Jedną z najlepiej ubranych gwiazd festiwalu była bez wątpienia młoda jurorka konkursu głównego, Elle Fanning. Gwiazda od początku wyróżniała się przemyślanymi, szykownymi strojami, doskonale współgrającymi z jej delikatną urodą i prezentowanym dotychczas stylem. Pierwszego dnia aktorka, znana m.in. z ról w filmach "Babel" i "Neon Demon", zwróciła na siebie uwagę w eleganckim komplecie, na który składała się transparentna koszula i czarna spódnica za kolano. Później wielokrotnie olśniewała w strojach od najlepszych projektantów - m.in. w brzoskwiniowej sukni marki Gucci czy kwiecistej kreacji od Valentino.
Olbrzymie wrażenie zrobił także utrzymany w stylistyce retro zestaw od Diora, w którym aktorka pojawiła się na premierze filmu "Pewnego razu... w Hollywood". Koszulę z bufiastymi rękawami i plisowaną zwiewną spódnicę z granatowego tiulu gwiazda uzupełniła szykownym kapeluszem i klasycznym uczesaniem, dzięki czemu całość przywodziła na myśl ikoniczne stylizacje Grace Kelly. Ceremonia zamknięcia festiwalu pod względem modowym również należała do Fanning - aktorka olśniła w bogato zdobionej, wzbogaconej o pelerynę sukni w kolorze szampana pochodzącej z kolekcji ślubnej Reem Acry.

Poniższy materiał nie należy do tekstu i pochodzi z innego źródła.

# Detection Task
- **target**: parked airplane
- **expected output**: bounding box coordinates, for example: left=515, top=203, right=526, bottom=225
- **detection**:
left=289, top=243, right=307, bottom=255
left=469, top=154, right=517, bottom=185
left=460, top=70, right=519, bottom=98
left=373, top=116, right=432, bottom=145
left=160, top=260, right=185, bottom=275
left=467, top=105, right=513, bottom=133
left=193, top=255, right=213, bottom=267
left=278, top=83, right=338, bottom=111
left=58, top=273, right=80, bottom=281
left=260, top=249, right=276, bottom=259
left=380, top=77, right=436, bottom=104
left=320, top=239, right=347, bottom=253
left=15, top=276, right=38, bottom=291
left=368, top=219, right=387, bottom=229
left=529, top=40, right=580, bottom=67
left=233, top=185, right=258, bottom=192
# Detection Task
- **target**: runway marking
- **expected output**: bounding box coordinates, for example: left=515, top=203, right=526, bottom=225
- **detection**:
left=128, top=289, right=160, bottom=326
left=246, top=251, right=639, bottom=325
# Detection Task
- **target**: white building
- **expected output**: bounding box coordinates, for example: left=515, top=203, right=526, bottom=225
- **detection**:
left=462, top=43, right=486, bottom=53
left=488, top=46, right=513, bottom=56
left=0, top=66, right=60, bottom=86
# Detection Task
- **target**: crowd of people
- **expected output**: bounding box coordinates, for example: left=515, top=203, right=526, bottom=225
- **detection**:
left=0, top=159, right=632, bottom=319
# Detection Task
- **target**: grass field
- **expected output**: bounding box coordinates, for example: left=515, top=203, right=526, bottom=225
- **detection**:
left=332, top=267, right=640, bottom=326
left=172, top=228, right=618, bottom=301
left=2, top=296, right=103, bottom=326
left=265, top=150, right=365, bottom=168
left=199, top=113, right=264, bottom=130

Co ciekawe, jedna z sukienek aktorki była tak ciasna, że Elle zemdlała podczas kolacji! Na szczęście gwiazda szybko doszła do siebie.
Choć na canneńskim czerwonym dywanie królowały w tym roku powłóczyste suknie w stonowanych barwach, nie zabrakło też odrobiny ekstrawagancji i gry modową konwencją. W monstrualnych rozmiarów tiulowej kreacji autorstwa Giambatisty Valli w wyrazistym pistacjowym kolorze zaprezentowała się indyjska aktorka Deepika Padukone. Anja Rubik z kolei, za nic mając galowy dress code, na premierę filmu "Pain and Glory" przybyła w założonym na gołe ciało, inspirowanym męską garderobą czarnym smokingu projektu Anthony'ego Vacarello.
Za nami kolejna edycja Międzynarodowego Festiwalu Filmowego w Cannes. Mimo że, jak co roku, najważniejsze w tym wielkim przedsięwzięciu było z całą pewnością kino i związani z nim artyści, nie sposób zaprzeczyć, że moda stanowiła dlań piękne i wyraziste dopełnienie. Wspólnym mianownikiem większości zaprezentowanych kreacji była zaś, co z łatwością można było przewidzieć, ponadczasowa elegancja, z której Cannes słynie od lat.